Chemical abundances and ionization in sub-Damped Lyman-alpha absorbers at z < 1.5

The chemical composition of galaxies provide important clues into galaxy formation and evolution. Quasar (QSO) absorption line systems offer a unique window into the high redshift Universe and the properties of normal galaxies at high redshift. QSO absorbers have long been used to study distant galaxies and the intergalactic medium (IGM). The Damped Lyman-alpha systems (DLAs), with neutral Hydrogen column densities of log NH I > 20.3, and sub-Damped Lyman-alpha systems (sub-DLAs) with 19.0 < log NH I < 20.3 contain the majority of the neutral gas in the Universe at high redshift, probe metallicities over ∼90% of the cosmic history, and are believed to be the progenitors of modern day galaxies. Models of the chemical evolution of galaxies predict that the mean metallicity of galaxies should reach a solar value by z ∼ 0 due to the ongoing cycles of star formation which enrich the galaxy with heavy elements. The DLA systems which have been the preferred class of absorbers for these investigations however appear to be metal poor at all redshifts, and show little evolution in their metallicity, contradicting the models of chemical evolution, the "missing metals problem". We have amassed a sample of 32 sub-DLAs and 3 DLAS at zabs < 1.5 using the 6.5m Magellan II telescope with the MIKE spectrograph, and the 8.2m VLT-Kueyen telescope with the UVES spectrograph to study the properties of these systems and determine their metal content.

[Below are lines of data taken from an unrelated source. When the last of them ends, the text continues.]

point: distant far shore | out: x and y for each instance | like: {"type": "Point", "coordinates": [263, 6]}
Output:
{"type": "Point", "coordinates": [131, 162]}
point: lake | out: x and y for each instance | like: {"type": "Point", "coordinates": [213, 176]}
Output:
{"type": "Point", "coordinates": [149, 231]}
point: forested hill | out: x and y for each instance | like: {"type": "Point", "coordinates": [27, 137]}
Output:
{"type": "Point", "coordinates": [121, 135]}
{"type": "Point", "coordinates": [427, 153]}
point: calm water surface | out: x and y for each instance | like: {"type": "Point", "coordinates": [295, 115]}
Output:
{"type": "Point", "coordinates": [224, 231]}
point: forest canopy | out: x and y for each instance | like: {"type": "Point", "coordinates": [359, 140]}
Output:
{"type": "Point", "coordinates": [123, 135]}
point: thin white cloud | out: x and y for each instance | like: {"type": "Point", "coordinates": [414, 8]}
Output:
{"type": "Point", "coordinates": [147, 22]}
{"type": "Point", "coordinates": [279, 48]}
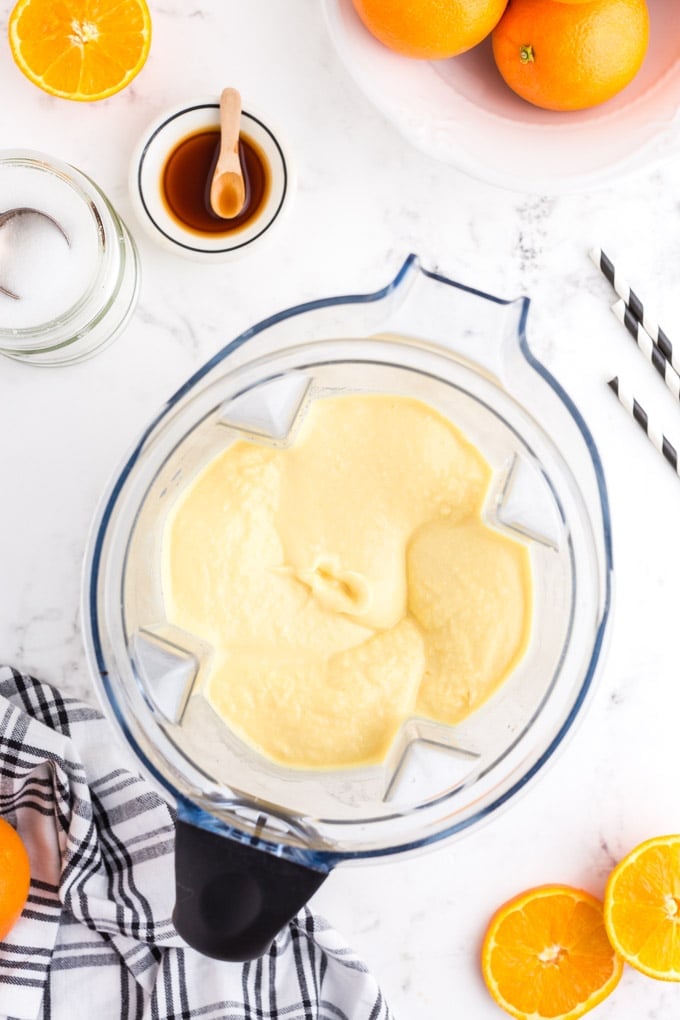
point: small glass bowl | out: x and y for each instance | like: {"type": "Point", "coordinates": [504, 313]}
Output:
{"type": "Point", "coordinates": [146, 175]}
{"type": "Point", "coordinates": [79, 302]}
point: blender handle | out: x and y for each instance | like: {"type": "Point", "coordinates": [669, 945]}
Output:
{"type": "Point", "coordinates": [231, 899]}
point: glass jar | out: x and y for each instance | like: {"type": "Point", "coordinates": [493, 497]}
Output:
{"type": "Point", "coordinates": [68, 266]}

We have measured the absorption lines of multiple lines in these systems and determined column densities and abundances. We have also created grids of photoionization models using CLOUDY to determine the effects of ionization in these systems. Although the gas is largely ionized, the abundances appear not to require significant ionization corrections. We find that the sub-DLAs, especially at low z are more metal rich than the DLA systems, with [Zn/H]subDLA = --0.30 +/- 0.15 and [Zn/H]DLA = --0.94 +/- 0.11. These systems appear to contain ∼ 40--75% of the comoving mass density of metals that is seen in DLAs, WsubDLAmet ∼ (4--11) x 10-7, dependent on the ionization. Kinematically, the sub-DLAs from this sample have larger velocity widths than the DLAs, perhaps implying that they arise in more massive galaxies with deeper potential wells. We also investigate the relative abundances of [Cr/Zn], [Fe/Zn], [Mn/Fe], and [Si/Fe] in these systems to study dust depletion and nucleosynthetic effects.